Über dem weiten Geröll- und Sandbett eines ausgetrockneten Schluchtbaches rollte nun unser Wagen in das Tälchen ein, in dessen Südflanke in einer Mulde das Dorf Kaluckova lag.
Abb. 5. Blick südlich von der Kaiserwilhelmsbrücke bei Miletkovo. Gegen Gewgeli. Flußbett voll Geröll.
ZWEITES KAPITEL
KALUCKOVA UND DAS FORSCHERHAUS
Aus der Entfernung sah das Dörfchen Kaluckova malerisch und einladend aus. Eine größere Anzahl steinerner Häuser, die einen weiß getüncht, die andern aus dunkelen, rauh behauenen Felsstücken erbaut, lagen am Hügelrand. Die meisten Häuser waren am Südhang gelegen und kletterten ein gut Stück bergan und in die drei Schluchten hinein, die sich im Dorfe vereinigten. Vor dem Ort breitete sich ein breites Schotterfeld aus, weiße und gelbliche, abgerollte Steine, dazwischen viel Sand und Schlamm, das Ergebnis der Arbeit der drei Schluchtbäche, welche an den Abhängen der Plaguša Planina ihre Quellen hatten. Über diese breite, helle Talsohle, die jetzt ganz trocken lag, führte ein schmaler Steg zu einer kleinen Häusergruppe am Westhang des Tälchens. Vor diesen Häusern erhob sich eine riesenhafte, alte Platane, das Wahrzeichen von Kaluckova; sie war mehrere Meter dick, maß etwa 9 m im Umfang, war ausgehöhlt und breitete ihre Äste über einen großen Platz aus, den sie beschattete ([Abb. 7]). Hinter ihr ragte eine weiße Moschee mit einem Minaret in die Höhe, seitwärts von ihr stand ein helles, mehrstöckiges Haus, ehemals die Schule des Ortes; ihr schlossen sich noch einige wohlerhaltene Häuser und vor allem der einzige Bauernhof, der noch vollkommen erhalten war, an. Dies war eine Gruppe von Häusern, steil den Berg hinaufgebaut, ganz in Mauern eingeschlossen, wie eine Festung. Tomatenfelder und kleine Äcker schlossen am Talhang die bewohnte Region ab.

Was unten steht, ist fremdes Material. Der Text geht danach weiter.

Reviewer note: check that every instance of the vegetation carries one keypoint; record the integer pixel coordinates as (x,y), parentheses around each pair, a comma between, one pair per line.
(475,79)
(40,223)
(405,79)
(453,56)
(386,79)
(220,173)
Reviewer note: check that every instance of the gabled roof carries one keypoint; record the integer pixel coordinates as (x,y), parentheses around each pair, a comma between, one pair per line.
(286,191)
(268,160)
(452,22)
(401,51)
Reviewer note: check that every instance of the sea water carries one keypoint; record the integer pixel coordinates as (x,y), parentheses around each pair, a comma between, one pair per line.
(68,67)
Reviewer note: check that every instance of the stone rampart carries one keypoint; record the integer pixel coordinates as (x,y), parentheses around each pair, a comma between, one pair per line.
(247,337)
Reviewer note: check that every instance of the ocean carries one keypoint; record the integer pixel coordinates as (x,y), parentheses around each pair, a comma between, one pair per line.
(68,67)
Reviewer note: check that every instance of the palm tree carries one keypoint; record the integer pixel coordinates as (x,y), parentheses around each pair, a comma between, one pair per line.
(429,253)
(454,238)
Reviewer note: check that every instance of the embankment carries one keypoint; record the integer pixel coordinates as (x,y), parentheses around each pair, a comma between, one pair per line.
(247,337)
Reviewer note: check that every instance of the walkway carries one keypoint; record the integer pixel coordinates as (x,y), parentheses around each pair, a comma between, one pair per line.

Abb. 6. Kaluckova mit Plaguša Planina in erhaltenem Zustand 1916.
Schaute man sich die Häuser auf der südlichen Talseite genauer an, so bemerkte man, daß die meisten von ihnen Ruinen waren. Sie hatten keine Dächer, Türen und Fenster waren herausgerissen und die Wände zerbröckelten. Ein trauriges Ergebnis des Krieges, wie es alle die Dörfer ringsum betroffen hatte. Es waren aber nicht etwa Kampfzerstörungen, die an diesen Dörfern vorübergegangen waren. Im Herbst 1916 waren die damals längst von unseren und den bulgarischen Truppen besetzten Dörfer noch gut instand gewesen ([Abb. 6]), wenn auch von den meisten Einwohnern verlassen. Im Winter hatten die Häuser als Holzquelle gedient. Vor allem die bulgarischen Soldaten der benachbarten Lager hatten sich die Dachbalken, die Fensterrahmen, die Türen als Brennmaterial geholt und auch unsere Soldaten hatten sich an diesen Zerstörungen beteiligt. In dem holzarmen Lande war während des kalten Winters nichts anders übrig geblieben, als sich hier in der Nähe der Front große Mengen von Soldaten ansammelten, die kochen und warm haben wollten.
So bot denn das Dorf mit seinen halb- und ganz zerstörten Häusern einen traurigen Anblick dar. Trotzdem mußte es wieder bezogen werden; als ein Seuchenlazarett an dieser Front notwendig wurde, hielt man diesen Ort, der nicht weit der Bahn und Hauptstraßen lag, für besonders geeignet, da in seiner Nähe kein stehendes Gewässer sei. Man hielt es daher für malariafrei. Das stellte sich später als ein schwerer Irrtum heraus, gab mir aber zu besonderen Forschungen Anlaß, von denen in einem späteren Kapitel die Rede sein wird.